His comments came atop an announcement from Baku Saturday that a hoped-for loan from the European Bank for Reconstruction and Development to finance the Azeri section of the conduit has run into problems, apparently due to widespread concerns about the
environmental impact of the project.

The announcement was seen as a blow for the 2.9-billion-dollar pipeline project to export Caspian oil to the Mediterranean, which has already been dogged by criticism from environmental groups.

The BTC pipeline, due for completion in 2005, will carry crude from Azerbaijan's sector of the Caspian Sea via Georgia to a tanker terminal at the Turkish Mediterranean port of Ceyhan.

It is backed by the United States and investors include BP, ConocoPhillips, Statoil, Unocal, Itochu, Inpex, TPAO, Eni Agip, Delta Hess and Azerbaijan's state oil company SOCAR.


6. - Kathimerini (Greece) - "Turkish FM: No plans for annexation":

Athens / 21 April 2003

In Ankara, Prime Minister Recep Tayyip Erdogan and his foreign minister, Abdullah Gul, stressed yesterday that efforts to solve the Cyprus problem would continue. Although the island’s EU accession had complicated things, they said, they hoped a solution could be reached.
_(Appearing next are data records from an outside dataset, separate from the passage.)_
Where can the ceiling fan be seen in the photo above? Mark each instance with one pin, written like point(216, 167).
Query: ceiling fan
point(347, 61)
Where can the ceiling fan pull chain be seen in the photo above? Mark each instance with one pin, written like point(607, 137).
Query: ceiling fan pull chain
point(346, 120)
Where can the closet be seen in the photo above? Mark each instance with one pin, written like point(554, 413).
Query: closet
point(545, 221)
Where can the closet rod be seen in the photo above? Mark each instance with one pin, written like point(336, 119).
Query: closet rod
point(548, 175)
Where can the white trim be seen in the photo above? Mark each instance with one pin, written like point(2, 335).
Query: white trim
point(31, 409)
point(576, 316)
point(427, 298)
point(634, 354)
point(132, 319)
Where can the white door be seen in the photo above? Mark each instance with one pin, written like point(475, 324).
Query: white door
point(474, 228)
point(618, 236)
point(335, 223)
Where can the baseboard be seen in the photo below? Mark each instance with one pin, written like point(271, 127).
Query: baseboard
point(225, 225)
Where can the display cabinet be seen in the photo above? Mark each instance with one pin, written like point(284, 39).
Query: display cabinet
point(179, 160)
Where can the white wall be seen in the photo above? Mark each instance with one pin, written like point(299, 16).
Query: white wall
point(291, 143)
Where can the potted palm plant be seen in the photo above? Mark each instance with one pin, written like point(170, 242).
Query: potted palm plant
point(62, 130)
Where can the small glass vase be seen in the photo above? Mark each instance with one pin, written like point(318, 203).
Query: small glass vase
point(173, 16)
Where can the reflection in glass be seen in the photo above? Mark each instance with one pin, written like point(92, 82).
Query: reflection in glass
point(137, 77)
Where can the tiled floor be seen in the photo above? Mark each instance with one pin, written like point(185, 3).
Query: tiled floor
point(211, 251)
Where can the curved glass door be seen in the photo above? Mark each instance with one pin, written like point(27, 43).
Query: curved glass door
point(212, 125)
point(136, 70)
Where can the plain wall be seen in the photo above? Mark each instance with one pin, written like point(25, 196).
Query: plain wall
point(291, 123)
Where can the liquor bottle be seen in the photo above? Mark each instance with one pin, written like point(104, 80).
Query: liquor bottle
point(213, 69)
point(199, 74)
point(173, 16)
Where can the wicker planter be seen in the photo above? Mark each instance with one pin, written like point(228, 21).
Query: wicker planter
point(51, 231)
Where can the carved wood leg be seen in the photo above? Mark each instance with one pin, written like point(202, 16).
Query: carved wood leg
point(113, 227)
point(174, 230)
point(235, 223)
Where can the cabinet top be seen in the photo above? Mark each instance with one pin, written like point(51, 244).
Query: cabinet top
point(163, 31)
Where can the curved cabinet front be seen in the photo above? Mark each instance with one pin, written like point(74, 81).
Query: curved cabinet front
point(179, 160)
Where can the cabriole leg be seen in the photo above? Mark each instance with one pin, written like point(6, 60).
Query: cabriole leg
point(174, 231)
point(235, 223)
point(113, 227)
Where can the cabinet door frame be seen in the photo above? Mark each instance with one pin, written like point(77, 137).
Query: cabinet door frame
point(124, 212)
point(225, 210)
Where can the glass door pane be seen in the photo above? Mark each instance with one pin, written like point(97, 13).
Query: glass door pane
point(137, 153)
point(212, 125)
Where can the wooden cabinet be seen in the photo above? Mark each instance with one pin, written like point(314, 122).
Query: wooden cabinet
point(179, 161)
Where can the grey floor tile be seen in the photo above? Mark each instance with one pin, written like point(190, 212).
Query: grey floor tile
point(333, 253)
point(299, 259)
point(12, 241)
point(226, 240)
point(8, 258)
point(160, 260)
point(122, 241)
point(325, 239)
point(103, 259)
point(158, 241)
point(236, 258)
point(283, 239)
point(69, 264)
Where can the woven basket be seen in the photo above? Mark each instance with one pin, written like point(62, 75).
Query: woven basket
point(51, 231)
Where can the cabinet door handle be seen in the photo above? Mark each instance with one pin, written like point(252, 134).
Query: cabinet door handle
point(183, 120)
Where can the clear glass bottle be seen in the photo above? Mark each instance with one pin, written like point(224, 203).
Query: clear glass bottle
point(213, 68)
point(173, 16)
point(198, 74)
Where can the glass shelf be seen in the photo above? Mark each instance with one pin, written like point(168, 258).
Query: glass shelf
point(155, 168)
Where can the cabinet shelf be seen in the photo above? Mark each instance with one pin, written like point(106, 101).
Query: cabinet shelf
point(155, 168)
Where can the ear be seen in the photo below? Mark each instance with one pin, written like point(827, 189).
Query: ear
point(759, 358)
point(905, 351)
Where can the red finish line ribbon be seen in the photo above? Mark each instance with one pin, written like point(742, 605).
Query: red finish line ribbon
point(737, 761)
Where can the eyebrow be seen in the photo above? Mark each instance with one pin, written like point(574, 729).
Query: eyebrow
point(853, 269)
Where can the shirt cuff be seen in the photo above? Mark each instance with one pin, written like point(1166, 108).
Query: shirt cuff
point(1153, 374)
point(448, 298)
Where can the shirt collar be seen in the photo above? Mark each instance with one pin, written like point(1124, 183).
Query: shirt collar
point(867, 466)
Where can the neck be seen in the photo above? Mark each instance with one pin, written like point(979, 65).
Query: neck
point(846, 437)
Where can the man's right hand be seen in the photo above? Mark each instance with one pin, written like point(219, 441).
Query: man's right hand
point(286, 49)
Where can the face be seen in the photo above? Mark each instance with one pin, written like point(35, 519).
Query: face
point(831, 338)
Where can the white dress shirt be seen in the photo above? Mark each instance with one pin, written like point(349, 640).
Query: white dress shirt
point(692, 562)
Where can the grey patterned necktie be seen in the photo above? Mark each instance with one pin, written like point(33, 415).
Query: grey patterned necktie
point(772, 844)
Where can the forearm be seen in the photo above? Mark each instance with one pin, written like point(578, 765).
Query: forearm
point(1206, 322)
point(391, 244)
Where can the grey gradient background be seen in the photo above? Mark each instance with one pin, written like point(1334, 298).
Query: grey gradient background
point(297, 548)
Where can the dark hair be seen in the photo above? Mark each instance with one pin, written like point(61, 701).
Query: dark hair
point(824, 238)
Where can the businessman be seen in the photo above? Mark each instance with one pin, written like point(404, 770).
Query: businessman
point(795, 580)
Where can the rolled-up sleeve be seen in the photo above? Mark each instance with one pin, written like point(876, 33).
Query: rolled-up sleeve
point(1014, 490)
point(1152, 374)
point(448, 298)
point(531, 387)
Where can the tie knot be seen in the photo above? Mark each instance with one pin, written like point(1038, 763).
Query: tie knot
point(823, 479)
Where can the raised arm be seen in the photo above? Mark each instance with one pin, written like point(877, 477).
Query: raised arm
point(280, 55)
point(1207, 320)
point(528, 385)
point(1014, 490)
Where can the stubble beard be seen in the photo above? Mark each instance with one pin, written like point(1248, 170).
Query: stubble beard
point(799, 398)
Gul said that, unlike previous governments, this one was not threatening to annex the Turkish-occupied north of Cyprus if the island joined the EU, which it is to do on May 1, 2004, following its signing an accession treaty last Wednesday.

“Our wish and our frank efforts are aimed at solving the problem within the year,” Gul told the CNN-Turk television channel. In this way, he said, the Turkish Cypriots could join the EU as the vanguard of Turkey and the Turkish language. “Our difference with former governments is that they said they would annex northern Cyprus if the Greek Cypriots joined the European Union but we will not do the same. We will keep working for a solution up to the last moment,” Gul said. His comments were re-transmitted and translated by Greece’s NET state television.

Previous governments, before Erdogan’s Justice and Development Party won an outright majority in November’s elections, had said they could annex northern Cyprus if the island joined the EU with a settlement.

Erdogan, speaking on Turkey’s private ATV channel, repeated his previous comment that “not solving the problem is not the solution.” Erdogan, however, noted that “in my opinion, a very serious mistake has been made” by the EU in what he termed including Cyprus in the group photo that was taken after Wednesday’s Accession Treaty signing. He stressed that Turkey would stick with the negotiations. “We should never be the side which escapes from negotiations, we should always put forward our attitude that we favor negotiations,” he said, the Anatolia news agency reported.

Gul said the “worst-case scenario” would be the failure to find a solution at all, thereby postponing Turkish-Cypriot entry into the EU until Turkey itself becomes a member, the Agence France-Presse quoted him saying.